The dancing Maharani herself gains a sense of validation after finally being allowed to dance in public at the age of eighty.

There’s the delightful story of the women who indulge in whiskey and parathas in the clandestine safety of a local sauna. Kaur mentions that, like many of our mothers and their social circles, “They were unlikely friends, but the UK did funny things to entrenched Indian stereotypes.”

One can only marvel admiringly when reading the various sensitive depictions of relationships between women, be they friends, sisters or mothers and daughters.  

In the story, The Tiger in the Trunk, the daughter of the protagonist says, “My mother is at pains to point out that it is against her religion to tell lies. However, she asserts that it is part of the makeup of every Indian woman to add masala to a story.”

It's utterly enchanting how her sentiments resonate.

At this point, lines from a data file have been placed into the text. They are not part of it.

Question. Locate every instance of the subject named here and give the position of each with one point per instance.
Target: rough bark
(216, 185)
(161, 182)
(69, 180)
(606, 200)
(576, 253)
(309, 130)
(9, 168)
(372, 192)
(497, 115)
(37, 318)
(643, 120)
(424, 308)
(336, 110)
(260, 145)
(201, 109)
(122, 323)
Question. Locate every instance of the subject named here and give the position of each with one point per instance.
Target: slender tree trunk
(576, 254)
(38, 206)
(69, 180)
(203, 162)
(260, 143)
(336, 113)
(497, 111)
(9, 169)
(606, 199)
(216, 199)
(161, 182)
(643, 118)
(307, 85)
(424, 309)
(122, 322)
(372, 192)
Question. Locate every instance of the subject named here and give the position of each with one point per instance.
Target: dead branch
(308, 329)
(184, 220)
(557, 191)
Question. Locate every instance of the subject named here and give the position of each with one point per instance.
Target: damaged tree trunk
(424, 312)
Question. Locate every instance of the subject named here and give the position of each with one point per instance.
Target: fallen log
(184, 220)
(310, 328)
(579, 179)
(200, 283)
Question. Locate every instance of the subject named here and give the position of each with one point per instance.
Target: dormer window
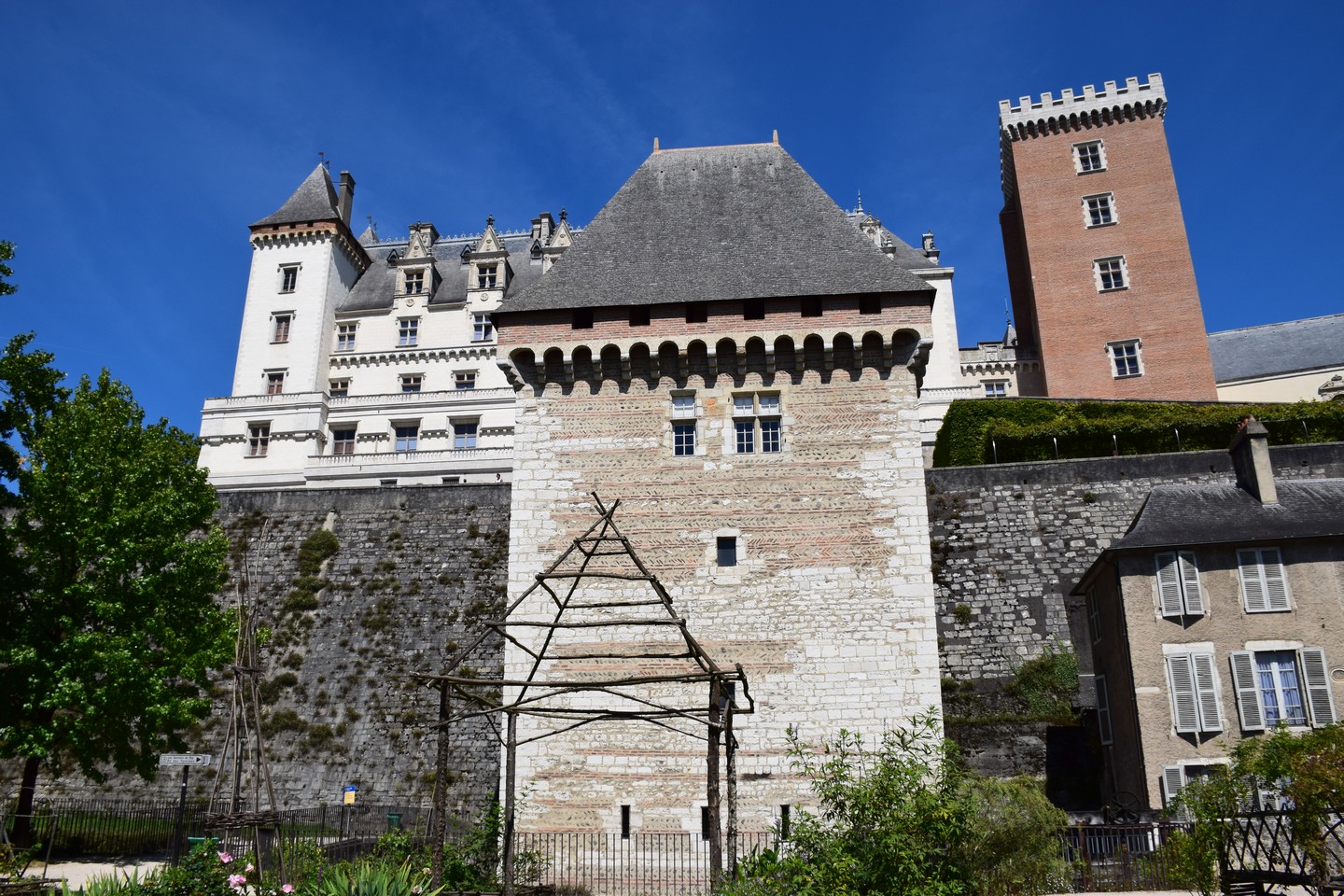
(487, 275)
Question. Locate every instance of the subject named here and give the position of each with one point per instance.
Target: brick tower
(1099, 265)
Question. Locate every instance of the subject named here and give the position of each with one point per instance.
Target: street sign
(185, 759)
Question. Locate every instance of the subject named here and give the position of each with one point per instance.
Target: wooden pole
(510, 782)
(712, 786)
(440, 819)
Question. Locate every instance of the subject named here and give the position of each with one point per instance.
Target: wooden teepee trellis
(641, 664)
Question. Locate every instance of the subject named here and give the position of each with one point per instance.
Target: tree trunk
(21, 835)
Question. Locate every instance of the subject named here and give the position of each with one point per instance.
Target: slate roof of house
(1277, 348)
(314, 201)
(717, 223)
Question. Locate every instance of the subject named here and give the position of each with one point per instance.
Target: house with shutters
(1212, 620)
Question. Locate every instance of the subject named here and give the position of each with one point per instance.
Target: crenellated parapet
(1078, 112)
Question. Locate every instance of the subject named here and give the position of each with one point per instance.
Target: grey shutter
(1248, 691)
(1190, 583)
(1206, 691)
(1317, 687)
(1276, 584)
(1184, 706)
(1169, 586)
(1253, 590)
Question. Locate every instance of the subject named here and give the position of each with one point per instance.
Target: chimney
(1250, 461)
(347, 196)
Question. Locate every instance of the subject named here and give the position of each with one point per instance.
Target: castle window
(482, 328)
(343, 440)
(1089, 156)
(345, 337)
(464, 434)
(1126, 357)
(1111, 273)
(408, 332)
(1099, 210)
(756, 422)
(1264, 584)
(287, 278)
(406, 437)
(259, 440)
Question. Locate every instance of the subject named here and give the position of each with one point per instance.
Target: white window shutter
(1173, 779)
(1253, 592)
(1248, 691)
(1317, 687)
(1276, 583)
(1206, 690)
(1169, 586)
(1184, 706)
(1190, 583)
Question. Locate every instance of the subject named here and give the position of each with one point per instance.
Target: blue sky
(141, 138)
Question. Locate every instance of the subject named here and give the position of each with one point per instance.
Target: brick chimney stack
(1250, 461)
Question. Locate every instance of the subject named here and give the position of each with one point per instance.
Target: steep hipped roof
(314, 201)
(1277, 348)
(717, 223)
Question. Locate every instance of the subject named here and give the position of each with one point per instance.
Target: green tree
(113, 560)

Throughout the book there are comments made that we can all relate such as this scathing gem from a matriarch to her daughter-in-law, which is every mother’s nightmare, “Did your parents not teach you anything?”

When one man peremptorily ends an argument with the very telling statement, “This is the problem with your kind. You may be aristocracy in India, but here you are nothing,” the second generation south Asian reader nods internally knowing exactly why this is being said.

Each story in the collection is an engrossing portrait of the women's lives, vivaciously written and powerfully evoked.

The Dancing Maharani is relevant, entertaining and most certainly a book to cherish.

The Dancing Maharani By Ranjit Kaur was published 15 June 2019 is available at all good bookshops and online outlets in paperback and ebook.